[RFC] A general task extraction mechanism for auto_scheduler

comaniac · November 12, 2020, 1:53am

The current approach used by auto_scheduler to extract tuning tasks leverages Relay op strategy. In short, auto_scheduler registers an implementation in Relay op strategy as AutoTVM, but instead of using the TOPI schedule function, auto_scheduler creates an empty schedule and extracts the lowered TE compute function as a tuning task (ref: https://github.com/apache/incubator-tvm/blob/main/python/tvm/relay/op/op.py#L147).

However, an obvious issue of this approach is that the scope of a tuning task is limited by Relay compile engine and op strategy. Specifically, each primitive Relay function can only have at most one complicated op (i.e., reduce ops like conv2d). Relay compile engine will mark that op as the anchor op (ref: https://github.com/apache/incubator-tvm/blob/main/src/relay/backend/compile_engine.cc#L231), and use the TOPI schedule of that op to schedule an entire Relay function (ref: https://github.com/apache/incubator-tvm/blob/main/src/relay/backend/compile_engine.cc#L152).

Here is a motivating example:

def @main(%data: Tensor[(1, 3, 224, 224), float32], %weight1: Tensor[(32, 3, 3, 3), float32], %weight2: Tensor[(32, 32, 3, 3), float32]) {
  %3 = fn (%data1: Tensor[(1, 3, 224, 224), float32], %weight11: Tensor[(32, 3, 3, 3), float32], %weight21: Tensor[(32, 32, 3, 3), float32], Primitive=1) {
    %0 = nn.conv2d(%data1, %weight11, padding=[1, 1, 1, 1], kernel_size=[3, 3]);
    %1 = nn.relu(%0);
    %2 = nn.conv2d(%1, %weight21, padding=[1, 1, 1, 1], kernel_size=[3, 3]);
    nn.relu(%2)
  };
  %3(%data, %weight1, %weight2)
}

As can be seen, we manually set %3 to primitive so that it won’t be partitioned to two separate functions after the FuseOps pass.
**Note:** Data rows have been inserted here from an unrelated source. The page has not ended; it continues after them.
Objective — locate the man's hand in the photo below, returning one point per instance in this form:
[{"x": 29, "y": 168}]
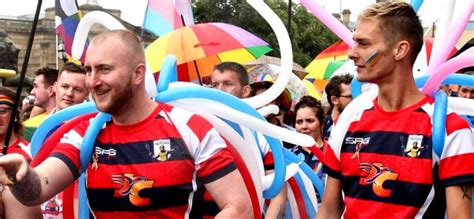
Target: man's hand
[{"x": 13, "y": 168}]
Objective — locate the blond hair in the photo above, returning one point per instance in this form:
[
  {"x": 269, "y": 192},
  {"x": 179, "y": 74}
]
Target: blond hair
[{"x": 397, "y": 21}]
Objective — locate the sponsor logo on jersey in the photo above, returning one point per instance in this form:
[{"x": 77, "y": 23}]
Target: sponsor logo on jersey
[
  {"x": 109, "y": 152},
  {"x": 376, "y": 174},
  {"x": 162, "y": 149},
  {"x": 131, "y": 185},
  {"x": 414, "y": 147},
  {"x": 359, "y": 144}
]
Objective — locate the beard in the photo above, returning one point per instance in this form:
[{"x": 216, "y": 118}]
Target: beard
[{"x": 118, "y": 98}]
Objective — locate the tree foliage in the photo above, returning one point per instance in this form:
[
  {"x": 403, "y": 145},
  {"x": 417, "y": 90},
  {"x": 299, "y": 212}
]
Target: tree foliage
[{"x": 308, "y": 35}]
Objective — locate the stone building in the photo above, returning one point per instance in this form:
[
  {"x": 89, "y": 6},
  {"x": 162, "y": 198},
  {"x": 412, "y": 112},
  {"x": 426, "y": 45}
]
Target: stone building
[{"x": 44, "y": 52}]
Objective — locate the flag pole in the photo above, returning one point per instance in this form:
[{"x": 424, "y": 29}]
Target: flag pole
[
  {"x": 194, "y": 61},
  {"x": 142, "y": 33},
  {"x": 22, "y": 79}
]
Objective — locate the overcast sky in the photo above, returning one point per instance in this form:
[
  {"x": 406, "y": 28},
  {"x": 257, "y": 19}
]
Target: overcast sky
[{"x": 133, "y": 10}]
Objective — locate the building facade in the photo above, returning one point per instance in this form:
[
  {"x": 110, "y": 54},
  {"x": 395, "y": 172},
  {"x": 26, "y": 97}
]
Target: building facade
[{"x": 44, "y": 52}]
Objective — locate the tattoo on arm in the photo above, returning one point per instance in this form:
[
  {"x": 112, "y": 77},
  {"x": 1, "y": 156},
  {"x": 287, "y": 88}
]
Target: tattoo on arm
[
  {"x": 28, "y": 189},
  {"x": 466, "y": 192}
]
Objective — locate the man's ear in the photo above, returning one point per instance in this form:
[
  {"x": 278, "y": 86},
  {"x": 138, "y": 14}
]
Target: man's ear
[
  {"x": 401, "y": 50},
  {"x": 334, "y": 100},
  {"x": 139, "y": 73},
  {"x": 246, "y": 91}
]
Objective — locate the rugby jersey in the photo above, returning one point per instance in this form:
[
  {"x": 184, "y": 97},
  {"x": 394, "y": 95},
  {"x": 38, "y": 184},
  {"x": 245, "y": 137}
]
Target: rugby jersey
[
  {"x": 387, "y": 165},
  {"x": 149, "y": 169},
  {"x": 20, "y": 146}
]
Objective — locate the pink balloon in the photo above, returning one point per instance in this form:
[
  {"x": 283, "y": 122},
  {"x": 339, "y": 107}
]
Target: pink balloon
[
  {"x": 464, "y": 60},
  {"x": 330, "y": 21},
  {"x": 452, "y": 37}
]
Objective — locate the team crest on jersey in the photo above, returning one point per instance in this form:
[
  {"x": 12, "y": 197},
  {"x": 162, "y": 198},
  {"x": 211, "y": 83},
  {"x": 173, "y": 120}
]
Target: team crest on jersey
[
  {"x": 131, "y": 185},
  {"x": 359, "y": 144},
  {"x": 414, "y": 147},
  {"x": 162, "y": 149},
  {"x": 376, "y": 174}
]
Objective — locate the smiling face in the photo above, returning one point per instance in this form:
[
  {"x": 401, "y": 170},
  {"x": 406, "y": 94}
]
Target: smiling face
[
  {"x": 41, "y": 91},
  {"x": 70, "y": 89},
  {"x": 307, "y": 122},
  {"x": 369, "y": 41},
  {"x": 109, "y": 76},
  {"x": 228, "y": 81}
]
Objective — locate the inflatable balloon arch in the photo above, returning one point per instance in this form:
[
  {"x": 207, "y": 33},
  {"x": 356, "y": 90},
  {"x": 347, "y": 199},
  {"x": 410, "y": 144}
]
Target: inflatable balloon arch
[{"x": 237, "y": 120}]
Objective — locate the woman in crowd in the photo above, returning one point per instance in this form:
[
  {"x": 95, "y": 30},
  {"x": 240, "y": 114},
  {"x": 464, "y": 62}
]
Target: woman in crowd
[{"x": 309, "y": 120}]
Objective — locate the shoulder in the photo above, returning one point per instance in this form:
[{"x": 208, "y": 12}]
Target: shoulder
[{"x": 36, "y": 120}]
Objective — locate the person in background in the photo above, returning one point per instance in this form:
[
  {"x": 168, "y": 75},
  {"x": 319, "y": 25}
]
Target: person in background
[
  {"x": 384, "y": 166},
  {"x": 309, "y": 121},
  {"x": 338, "y": 94},
  {"x": 70, "y": 89},
  {"x": 150, "y": 160},
  {"x": 45, "y": 98},
  {"x": 232, "y": 78},
  {"x": 9, "y": 206}
]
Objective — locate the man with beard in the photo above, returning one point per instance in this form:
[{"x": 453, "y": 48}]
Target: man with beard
[
  {"x": 9, "y": 206},
  {"x": 45, "y": 98},
  {"x": 338, "y": 94},
  {"x": 384, "y": 165},
  {"x": 150, "y": 160}
]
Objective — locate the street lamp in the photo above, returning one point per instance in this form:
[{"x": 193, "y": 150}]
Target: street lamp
[{"x": 62, "y": 52}]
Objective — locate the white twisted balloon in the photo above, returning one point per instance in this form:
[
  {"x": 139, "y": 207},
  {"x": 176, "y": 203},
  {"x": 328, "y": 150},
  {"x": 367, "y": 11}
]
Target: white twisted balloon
[
  {"x": 108, "y": 21},
  {"x": 286, "y": 53}
]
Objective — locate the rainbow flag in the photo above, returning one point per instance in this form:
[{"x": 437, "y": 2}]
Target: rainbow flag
[
  {"x": 163, "y": 16},
  {"x": 67, "y": 20},
  {"x": 328, "y": 61}
]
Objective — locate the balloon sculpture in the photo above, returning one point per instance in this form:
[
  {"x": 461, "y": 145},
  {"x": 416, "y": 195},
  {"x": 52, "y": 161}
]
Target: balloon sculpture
[{"x": 237, "y": 120}]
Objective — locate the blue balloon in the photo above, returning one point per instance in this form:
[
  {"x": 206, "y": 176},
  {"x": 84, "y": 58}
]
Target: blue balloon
[
  {"x": 83, "y": 209},
  {"x": 168, "y": 73},
  {"x": 318, "y": 184},
  {"x": 56, "y": 119},
  {"x": 439, "y": 121},
  {"x": 416, "y": 4},
  {"x": 356, "y": 87},
  {"x": 235, "y": 103},
  {"x": 460, "y": 79}
]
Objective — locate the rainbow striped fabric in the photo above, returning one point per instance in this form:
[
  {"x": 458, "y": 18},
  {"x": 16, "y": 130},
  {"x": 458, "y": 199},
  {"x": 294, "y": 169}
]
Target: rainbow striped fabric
[{"x": 163, "y": 16}]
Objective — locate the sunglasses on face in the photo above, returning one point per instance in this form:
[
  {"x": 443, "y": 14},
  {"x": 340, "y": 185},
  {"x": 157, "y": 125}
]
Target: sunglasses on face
[{"x": 4, "y": 111}]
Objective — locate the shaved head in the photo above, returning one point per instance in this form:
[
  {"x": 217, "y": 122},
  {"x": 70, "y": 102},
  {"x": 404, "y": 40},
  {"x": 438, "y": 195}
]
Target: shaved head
[{"x": 130, "y": 43}]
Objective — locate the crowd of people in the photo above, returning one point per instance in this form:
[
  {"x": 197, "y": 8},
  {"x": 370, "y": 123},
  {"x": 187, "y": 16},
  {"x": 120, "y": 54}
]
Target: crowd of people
[{"x": 157, "y": 160}]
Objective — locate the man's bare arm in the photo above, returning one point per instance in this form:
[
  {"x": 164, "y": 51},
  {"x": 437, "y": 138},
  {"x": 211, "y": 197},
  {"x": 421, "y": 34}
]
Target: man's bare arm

If we simply build this function, we will get the follow error message:

Check failed: !anchor_op_.defined() || anchor_op_pattern_ < kCommReduce == false: Cannot apply TOPI schedule to a primitive function with two complicated ops anchor=Op(nn.conv2d) current=Op(nn.conv2d)

As a result, the goal of this RFC is to propos a mechanism that is able to make the above Relay function as an auto_scheduler tuning task, and we can also build it with the tuning logs.

The proposed mechanism is:

Add a mode, use_topi_schedule, to Relay compile engine. When use_topi_schedule=true, it performs as it is. When use_topi_schedule=false, we do not check if this function has more than one reduce ops but simply invokes auto_schedule_topi for an entire TE compute.
Propagate the flag use_topi_schedule all the way to GraphRuntimeCodegen and relay.Build.
1. In auto_scheduler.extract_tasks, we set use_topi_schedule=false so that it can extract tasks.
2. In relay.build, we use auto_scheduler.DispatchContext.current to judge whether we should query auto_scheduler schedule for an entire function, or query TOPI schedule of the anchor op.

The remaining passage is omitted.